Updated

Venezuelan authorities on Saturday said they have captured a prominent Colombian drug trafficker wanted by the United States.

U.S. authorities had offered a reward of up to $5 million for information leading to the arrest of Salomon Camacho Mora.

Venezuelan intelligence and counter-drug agents captured the 65-year-old Colombian during the past week in the city of Valencia, the state-run Bolivarian News Agency reported.
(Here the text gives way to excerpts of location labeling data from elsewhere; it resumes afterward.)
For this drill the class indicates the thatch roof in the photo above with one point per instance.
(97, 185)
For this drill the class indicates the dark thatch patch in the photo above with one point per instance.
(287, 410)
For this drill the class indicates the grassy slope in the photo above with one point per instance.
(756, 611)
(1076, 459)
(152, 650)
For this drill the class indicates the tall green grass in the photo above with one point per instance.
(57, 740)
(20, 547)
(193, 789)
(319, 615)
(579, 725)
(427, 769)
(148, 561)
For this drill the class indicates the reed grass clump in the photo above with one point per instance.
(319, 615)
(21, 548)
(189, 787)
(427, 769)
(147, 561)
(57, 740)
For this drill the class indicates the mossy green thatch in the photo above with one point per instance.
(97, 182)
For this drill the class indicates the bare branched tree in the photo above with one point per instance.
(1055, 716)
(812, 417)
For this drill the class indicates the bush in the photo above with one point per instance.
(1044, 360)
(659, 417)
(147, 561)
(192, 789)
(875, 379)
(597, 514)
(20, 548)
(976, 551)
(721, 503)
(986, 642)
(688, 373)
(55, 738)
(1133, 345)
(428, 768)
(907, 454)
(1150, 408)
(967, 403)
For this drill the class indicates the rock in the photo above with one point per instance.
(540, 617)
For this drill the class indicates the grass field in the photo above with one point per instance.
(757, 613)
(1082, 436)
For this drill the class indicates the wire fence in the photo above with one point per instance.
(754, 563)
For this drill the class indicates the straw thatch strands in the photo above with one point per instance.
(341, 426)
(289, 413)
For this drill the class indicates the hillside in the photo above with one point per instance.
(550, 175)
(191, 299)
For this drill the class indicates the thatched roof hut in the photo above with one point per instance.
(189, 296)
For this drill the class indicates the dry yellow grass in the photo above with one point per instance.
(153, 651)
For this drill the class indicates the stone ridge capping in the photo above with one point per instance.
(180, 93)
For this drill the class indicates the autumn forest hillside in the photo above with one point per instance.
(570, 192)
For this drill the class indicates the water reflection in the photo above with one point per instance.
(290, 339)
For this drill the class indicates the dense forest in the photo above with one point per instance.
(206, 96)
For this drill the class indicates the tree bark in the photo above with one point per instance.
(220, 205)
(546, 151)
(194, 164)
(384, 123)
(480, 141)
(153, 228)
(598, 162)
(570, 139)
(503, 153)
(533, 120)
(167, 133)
It was not immediately clear what steps led up to the arrest.

The U.S. State Department says on its Web site that Camacho began trafficking cocaine in the 1980s with Colombia's Medellin cartel, and later formed partnerships with other traffickers.

U.S. authorities say that since 1998 he had worked with the trafficker Hermagoras Gonzalez Polanco in what has been called the Guajira cartel, and that the two men were responsible for sending as much as 10 tons of cocaine to the U.S. between 1999 and 2000 alone.

Venezuelan authorities previously captured Gonzalez in 2008, saying his name was Armando Gonzalez Apushana.

The U.S. State Department says the two were thought to have ties to Dominican drug organizations that paid for drugs through a money laundering scheme.

Camacho was indicted in Florida in 1991 for conspiracy to distribute cocaine, and in New Jersey in 2002 for money laundering. A subsequent 2005 indictment against Camacho and other associates included those same charges.